Peixin Huang, Xiang Zhao, Minghao Hu, Zhen Tan, Weidong Xiao

Published: 2024, Last Modified: 13 Jan 2026LREC/COLING 2024EveryoneRevisionsBibTeXCC BY-SA 4.0

Abstract: Event Causality Identification (ECI) aims to detect causal relations between events in unstructured texts. This task is challenged by the lack of data and explicit causal clues. Some methods incorporate explicit knowledge from external knowledge graphs (KGs) into Pre-trained Language Models (PLMs) to tackle these issues, achieving certain accomplishments. However, they ignore that existing KGs usually contain trivial knowledge which may prejudice the performance. Moreover, they simply integrate the concept triplets, underutilizing the deep interaction between the text and external graph. In this paper, we propose an effective pipeline DFP, i.e., Distill, Fuse and Pre-train, to build a commonsense-aware pre-trained model which integrates reliable task-specific knowledge from commonsense graphs.
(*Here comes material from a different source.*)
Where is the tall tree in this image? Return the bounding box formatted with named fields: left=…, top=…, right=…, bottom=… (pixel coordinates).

This pipeline works as follows: (1) To leverage the reliable knowledge, commonsense graph distillation is proposed to distill commonsense graphs and obtain the meta-graph which contain credible task-oriented knowledge. (2) To model the deep interaction between the text and external graph, heterogeneous information fusion is proposed to fuse them through a commonsense-aware memory network. (3) Continual pre-training designs three continual pre-training tasks to further align and fuse the text and the commonsense meta-graph. Through extensive experiments on two benchmarks, we demonstrate the validity of our pipeline.